EU Greenlights 191.5 Billion Euros Funding For Italy

The EU’s executive Commission in July approved 191.5 billion euros in virus recovery funds for Italy. The bloc’s third biggest economy was hardest hit by coronavirus, both in terms of economic impact and number of deaths, and will therefore receive the largest share of the 750 billion euro recovery pot.

Following a historic decision to combine debt, European Commission chief Ursula von der Leyen is currently touring the EU to officially launch the recovery fund.

€25 Billion

The first batch of Italy’s funding, valued at almost 25 billion euros, could arrive as early as next month.

The two leaders held a press conference at the legendary Cinecitta film studios in Rome, which will receive 300 million euros from the EU funds.

One of the largest studios in Europe, it was often referred to as “Hollywood on the Tiber” in the 50s for regularly showing US blockbusters.

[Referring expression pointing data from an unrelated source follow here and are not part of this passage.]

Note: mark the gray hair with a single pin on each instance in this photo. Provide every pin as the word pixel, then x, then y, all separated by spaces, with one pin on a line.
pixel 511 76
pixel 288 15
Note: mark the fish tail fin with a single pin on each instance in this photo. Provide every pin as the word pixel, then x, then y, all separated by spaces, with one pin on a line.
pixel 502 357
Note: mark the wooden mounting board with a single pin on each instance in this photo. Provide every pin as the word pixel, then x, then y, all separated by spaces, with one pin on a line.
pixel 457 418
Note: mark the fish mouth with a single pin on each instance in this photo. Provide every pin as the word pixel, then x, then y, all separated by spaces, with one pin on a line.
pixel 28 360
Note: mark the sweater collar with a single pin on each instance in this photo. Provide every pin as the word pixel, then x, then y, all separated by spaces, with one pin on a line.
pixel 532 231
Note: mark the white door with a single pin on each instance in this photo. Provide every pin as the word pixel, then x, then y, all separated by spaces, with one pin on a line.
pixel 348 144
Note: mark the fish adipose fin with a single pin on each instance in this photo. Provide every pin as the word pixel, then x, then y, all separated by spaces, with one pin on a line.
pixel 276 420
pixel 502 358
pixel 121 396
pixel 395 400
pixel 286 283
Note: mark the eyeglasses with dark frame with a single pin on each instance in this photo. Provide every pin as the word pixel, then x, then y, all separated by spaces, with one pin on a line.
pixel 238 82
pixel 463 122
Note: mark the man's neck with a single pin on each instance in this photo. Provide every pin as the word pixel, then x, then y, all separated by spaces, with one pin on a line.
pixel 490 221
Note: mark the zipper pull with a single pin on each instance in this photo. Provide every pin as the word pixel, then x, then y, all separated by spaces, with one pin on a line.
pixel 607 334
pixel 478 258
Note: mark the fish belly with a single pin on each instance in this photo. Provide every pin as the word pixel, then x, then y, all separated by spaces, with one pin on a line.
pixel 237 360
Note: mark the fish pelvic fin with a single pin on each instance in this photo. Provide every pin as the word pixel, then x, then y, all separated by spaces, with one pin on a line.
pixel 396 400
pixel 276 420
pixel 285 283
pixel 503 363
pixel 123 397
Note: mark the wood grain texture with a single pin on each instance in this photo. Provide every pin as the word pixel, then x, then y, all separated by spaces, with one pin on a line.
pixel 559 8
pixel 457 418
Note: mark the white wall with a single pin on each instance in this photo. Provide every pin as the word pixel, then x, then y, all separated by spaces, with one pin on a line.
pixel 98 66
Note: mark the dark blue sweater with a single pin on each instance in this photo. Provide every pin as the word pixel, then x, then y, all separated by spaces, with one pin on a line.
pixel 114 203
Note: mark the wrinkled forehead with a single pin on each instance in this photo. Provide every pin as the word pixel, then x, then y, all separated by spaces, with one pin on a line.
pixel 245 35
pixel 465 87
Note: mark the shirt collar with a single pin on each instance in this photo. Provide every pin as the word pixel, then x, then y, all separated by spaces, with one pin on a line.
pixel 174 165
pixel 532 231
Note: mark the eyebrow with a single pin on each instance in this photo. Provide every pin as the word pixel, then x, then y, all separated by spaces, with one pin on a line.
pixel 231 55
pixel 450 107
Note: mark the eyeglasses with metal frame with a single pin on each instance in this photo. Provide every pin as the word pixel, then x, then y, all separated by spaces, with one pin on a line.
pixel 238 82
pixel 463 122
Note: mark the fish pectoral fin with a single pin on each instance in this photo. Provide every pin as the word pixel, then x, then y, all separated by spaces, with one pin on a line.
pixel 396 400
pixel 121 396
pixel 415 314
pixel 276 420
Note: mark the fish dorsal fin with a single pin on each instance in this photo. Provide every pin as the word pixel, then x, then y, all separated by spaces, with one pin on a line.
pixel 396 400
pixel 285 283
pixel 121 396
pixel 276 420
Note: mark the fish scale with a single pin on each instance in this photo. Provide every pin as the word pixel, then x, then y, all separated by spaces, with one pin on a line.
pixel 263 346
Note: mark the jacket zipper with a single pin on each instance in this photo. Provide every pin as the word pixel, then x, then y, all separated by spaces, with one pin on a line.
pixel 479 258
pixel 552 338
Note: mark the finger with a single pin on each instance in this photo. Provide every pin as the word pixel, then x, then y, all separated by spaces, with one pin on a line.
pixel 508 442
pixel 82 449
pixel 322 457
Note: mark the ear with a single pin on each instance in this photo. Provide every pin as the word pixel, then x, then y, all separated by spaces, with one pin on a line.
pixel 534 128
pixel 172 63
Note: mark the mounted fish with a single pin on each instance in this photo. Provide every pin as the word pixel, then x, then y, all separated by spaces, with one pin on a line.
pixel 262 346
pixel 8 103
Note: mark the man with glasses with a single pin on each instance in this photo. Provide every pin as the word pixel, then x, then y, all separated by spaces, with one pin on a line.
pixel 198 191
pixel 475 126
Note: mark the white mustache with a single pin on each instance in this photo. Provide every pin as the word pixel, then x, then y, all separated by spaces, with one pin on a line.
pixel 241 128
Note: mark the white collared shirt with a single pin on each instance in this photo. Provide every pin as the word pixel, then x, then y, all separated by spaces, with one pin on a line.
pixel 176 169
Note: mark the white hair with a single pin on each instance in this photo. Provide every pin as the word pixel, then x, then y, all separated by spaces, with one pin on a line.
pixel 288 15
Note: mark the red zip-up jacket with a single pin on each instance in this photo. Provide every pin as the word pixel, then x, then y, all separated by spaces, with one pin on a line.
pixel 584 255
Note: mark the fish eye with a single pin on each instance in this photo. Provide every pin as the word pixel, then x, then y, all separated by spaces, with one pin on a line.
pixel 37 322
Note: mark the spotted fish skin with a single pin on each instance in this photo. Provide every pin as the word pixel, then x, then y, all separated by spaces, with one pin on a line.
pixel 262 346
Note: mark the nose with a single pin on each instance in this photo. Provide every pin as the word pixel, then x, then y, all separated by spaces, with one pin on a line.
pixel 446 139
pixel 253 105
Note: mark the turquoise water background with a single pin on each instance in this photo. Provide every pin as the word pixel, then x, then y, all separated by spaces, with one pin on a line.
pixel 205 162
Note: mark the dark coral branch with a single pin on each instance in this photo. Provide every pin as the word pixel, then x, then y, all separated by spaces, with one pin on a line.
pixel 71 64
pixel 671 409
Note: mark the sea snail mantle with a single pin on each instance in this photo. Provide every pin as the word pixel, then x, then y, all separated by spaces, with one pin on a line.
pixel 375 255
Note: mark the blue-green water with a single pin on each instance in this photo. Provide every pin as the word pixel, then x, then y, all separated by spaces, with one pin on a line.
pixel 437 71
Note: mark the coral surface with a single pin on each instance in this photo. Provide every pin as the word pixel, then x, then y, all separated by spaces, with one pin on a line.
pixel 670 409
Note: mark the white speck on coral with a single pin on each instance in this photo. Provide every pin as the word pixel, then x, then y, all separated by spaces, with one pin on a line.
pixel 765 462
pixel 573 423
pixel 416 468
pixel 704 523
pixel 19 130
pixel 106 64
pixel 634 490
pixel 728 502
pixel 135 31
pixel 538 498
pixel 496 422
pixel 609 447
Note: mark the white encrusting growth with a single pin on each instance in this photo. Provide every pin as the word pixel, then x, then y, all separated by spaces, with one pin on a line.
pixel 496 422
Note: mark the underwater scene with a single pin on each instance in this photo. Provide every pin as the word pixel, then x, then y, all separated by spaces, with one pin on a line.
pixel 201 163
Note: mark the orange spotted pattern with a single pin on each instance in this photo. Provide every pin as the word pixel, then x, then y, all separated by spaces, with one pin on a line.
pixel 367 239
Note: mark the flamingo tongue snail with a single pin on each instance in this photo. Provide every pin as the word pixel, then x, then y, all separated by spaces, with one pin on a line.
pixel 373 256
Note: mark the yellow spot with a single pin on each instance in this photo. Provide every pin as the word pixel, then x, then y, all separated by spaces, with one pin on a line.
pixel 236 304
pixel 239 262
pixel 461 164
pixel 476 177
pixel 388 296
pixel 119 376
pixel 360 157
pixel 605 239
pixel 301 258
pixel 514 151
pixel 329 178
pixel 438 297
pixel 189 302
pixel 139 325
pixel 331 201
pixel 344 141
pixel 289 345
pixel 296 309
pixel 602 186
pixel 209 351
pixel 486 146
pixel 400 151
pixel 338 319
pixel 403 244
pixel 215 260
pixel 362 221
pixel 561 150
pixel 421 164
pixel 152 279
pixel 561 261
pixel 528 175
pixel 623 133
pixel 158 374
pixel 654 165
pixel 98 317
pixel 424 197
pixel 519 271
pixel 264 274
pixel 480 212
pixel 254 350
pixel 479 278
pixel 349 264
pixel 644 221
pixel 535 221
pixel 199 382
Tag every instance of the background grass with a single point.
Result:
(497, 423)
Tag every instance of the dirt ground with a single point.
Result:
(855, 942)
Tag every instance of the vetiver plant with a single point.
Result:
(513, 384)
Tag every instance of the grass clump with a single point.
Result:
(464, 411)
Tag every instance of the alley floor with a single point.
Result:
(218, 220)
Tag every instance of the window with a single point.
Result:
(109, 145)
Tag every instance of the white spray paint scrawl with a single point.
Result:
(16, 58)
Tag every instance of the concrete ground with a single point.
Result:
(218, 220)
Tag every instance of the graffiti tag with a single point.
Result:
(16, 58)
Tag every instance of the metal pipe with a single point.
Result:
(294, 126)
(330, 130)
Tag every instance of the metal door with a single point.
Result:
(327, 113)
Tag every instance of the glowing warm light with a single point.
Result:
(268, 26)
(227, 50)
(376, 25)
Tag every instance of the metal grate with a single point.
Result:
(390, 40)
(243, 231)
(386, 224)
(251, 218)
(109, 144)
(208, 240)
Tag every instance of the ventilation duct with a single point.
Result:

It was also a second home to the legendary filmmaker Federico Fellini.

Prime Minister Mario Draghi assured attendees of the joint press conference that the money will be spent wisely, with reforms to Italy’s justice system to be introduced posthaste.

According to von der Leyen, these key reforms include reducing the length of both civil and criminal trials, changes to competition law and modernising the administration.

Recovery Plan

Draghi’s recovery plan involves support for young people, digital investments and climate goals. One quarter will finance improvements in digitisation, while more than a third will go towards a greener economy.

Italy’s central bank has forecasted a growth of almost five percent in the country’s economy this year, despite a staggering loss of 8.9 percent in 2020.

Public debt is also expected to climb to as much as 159.8 percent of GDP by the end of 2021, second only to Greece in the eurozone.

Draghi made reference to other EU funding Italy had received in the past, when the country only spent a fraction of the allocated amount.

The PM said that some of the new programs could become permanent if the funds are used efficiently.

The funding includes 68.9 billion euros in grants and 122.6 billion in loans.